It's a rainy, dreary Labor Day here in Michigan. I actually love rainy days and we've been treated to an occasional clap of thunder. It's been a bit of a sad weekend too, as one year ago our youngest daughter's very close friend's only sibling, a brother, was killed in a boating accident. He was 15 and he is lovingly missed. He was one of those young people that made an impact on our community in his too-short life. I'm thinking about you RJJ; I hope you are at peace.
This past week several events have taken place that could best be summed up by:
This was meant to be.
Sometimes things happen in life that bring two people together; bonded forever by the simplest of events and sometimes through tragedy. That's happened a lot to me since I've been fighting Hep C - I've met people I never would have met otherwise and I know the bonds are simply meant to be.
I'm about to do one of the most difficult things I've ever done in my life. It's far too personal to share on my blog (I am actually a very private person) but once it is done the consequences are irreversible. I have the support of my husband, family and my dearest friends. This decision has taken a toll on my body as well; I had blood work done last week and my platelet count is the lowest it has ever been - even lower then when I was on chemo. Stress and emotional upheaval certainly affect the body and when you have a chronic illness the link is unmistakable. Again, this decision is one of those things that are meant to be, of that I am certain.

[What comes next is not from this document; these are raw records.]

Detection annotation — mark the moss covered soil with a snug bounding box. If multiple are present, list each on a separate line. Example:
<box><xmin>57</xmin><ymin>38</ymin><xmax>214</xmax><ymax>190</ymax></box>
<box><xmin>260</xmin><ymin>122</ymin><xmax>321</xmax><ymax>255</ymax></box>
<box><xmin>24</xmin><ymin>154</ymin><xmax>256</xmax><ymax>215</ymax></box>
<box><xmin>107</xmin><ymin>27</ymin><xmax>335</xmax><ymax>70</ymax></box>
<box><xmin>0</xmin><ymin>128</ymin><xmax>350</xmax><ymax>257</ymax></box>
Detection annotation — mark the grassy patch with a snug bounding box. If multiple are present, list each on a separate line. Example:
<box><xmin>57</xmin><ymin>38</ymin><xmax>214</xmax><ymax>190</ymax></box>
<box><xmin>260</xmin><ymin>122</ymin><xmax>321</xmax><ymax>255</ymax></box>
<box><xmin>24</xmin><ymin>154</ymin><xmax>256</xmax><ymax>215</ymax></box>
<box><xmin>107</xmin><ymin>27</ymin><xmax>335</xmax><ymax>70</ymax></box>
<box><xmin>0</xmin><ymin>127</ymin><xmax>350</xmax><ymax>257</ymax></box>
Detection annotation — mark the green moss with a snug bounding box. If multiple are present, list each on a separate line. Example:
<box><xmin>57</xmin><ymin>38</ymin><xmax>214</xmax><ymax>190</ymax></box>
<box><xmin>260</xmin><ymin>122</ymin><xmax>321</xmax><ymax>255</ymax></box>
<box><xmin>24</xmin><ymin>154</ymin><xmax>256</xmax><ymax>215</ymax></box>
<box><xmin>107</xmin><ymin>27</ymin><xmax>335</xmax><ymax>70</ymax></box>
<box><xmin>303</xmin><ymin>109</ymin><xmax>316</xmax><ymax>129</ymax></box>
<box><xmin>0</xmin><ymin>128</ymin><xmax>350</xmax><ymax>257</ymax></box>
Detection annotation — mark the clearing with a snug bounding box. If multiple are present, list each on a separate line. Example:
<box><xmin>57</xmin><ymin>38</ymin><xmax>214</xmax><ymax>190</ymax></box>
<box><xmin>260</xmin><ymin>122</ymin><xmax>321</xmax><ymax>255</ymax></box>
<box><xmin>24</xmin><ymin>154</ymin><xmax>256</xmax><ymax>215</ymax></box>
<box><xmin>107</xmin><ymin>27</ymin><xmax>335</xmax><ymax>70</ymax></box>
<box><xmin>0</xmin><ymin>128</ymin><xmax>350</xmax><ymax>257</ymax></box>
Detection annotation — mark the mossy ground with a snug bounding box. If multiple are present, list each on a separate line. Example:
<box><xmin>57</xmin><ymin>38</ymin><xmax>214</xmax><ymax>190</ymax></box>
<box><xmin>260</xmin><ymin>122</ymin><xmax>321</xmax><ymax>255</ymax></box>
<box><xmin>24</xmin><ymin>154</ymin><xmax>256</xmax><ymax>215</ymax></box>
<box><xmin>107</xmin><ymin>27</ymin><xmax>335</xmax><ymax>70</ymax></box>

We are leaving for a 3-week vacation to Santa Fe, New Mexico. I am very skilled at putting things behind me once I leave; it's a crucial skill for a nurse who observes horrendous things on a daily basis - you have to walk out of that hospital and shut out all the things you've just seen and go home to normalcy. It sounds much easier than it is but I believe it's a skill that is developed over time and I think I have it pretty well mastered. So I will be drawing upon that skill to enjoy myself with the best man I know for the next few weeks. Until then, Adios and may you have a peaceful September.
And.....may you experience some things that are simply meant to be.